MUMBAI: Infrastructure conglomerate Adani Group will invest more than $100 billion in energy transition projects, upping its earlier commitment of $70 billion by 2030.
It is building a renewable energy park in Khavda, Gujarat, among other clean energy projects. This facility, which it claims to be the world’s largest single-site renewable energy park, will generate 30GW of power, thereby taking its total green energy capacity to 50GW by 2030.Energy transition from fossil fuels to clean sources like solar, wind and hydrogen will “change the global energy landscape forever”, said the group’s chairman Gautam Adani.
Adani Group, which started with commodity trading before diversifying into ports and airports management and other businesses, wants to produce the “world’s least expensive green electron” to become the feedstock for several sectors that must meet the sustainability mandate, Adani said at Crisil Ratings’ infrastructure summit on Wednesday.
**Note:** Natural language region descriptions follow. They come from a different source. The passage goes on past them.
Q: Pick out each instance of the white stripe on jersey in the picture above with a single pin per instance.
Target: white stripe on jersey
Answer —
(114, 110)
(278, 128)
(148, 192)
In 2022, fossil fuel producer Reliance Industries announced that it will plow $76 billion towards clean energy projects.

Adani said data centres that house AI clouds will be the largest energy consuming industry in the world.
“This makes energy transition even more complex and is raising electricity prices, thereby adding to the already high prices because of the combined impact of climate change and demand growth.”
Adani said the infrastructure required for energy transition and the infrastructure required for digital transformation are now inseparable as the “technology sector becomes the largest consumer of the precious green electrons”.
“We already have India’s largest order book for data centres and are now in discussions for additional gigawatt-scale green AI data centres,” Adani said. At the Crisil event, the billionaire also highlighted India’s infrastructure growth trajectory.
“If the period between 1991 to 2014 was about laying down the foundations and building the runway, then the period between 2014 and 2024 has been about the aircraft taking off,” said Adani, adding that “the single most important catalyst enabling this takeoff has been the quality of governance over the past decade”.
Adani said the 1991 liberalisation policy by then FM Manmohan Singh marked a “major turning point”. “The breaking down of the License Raj meant that govt did away with industrial licensing for most sectors. It eliminated much of the requirement for businesses to obtain government permission to invest, or set prices, or build capacity.”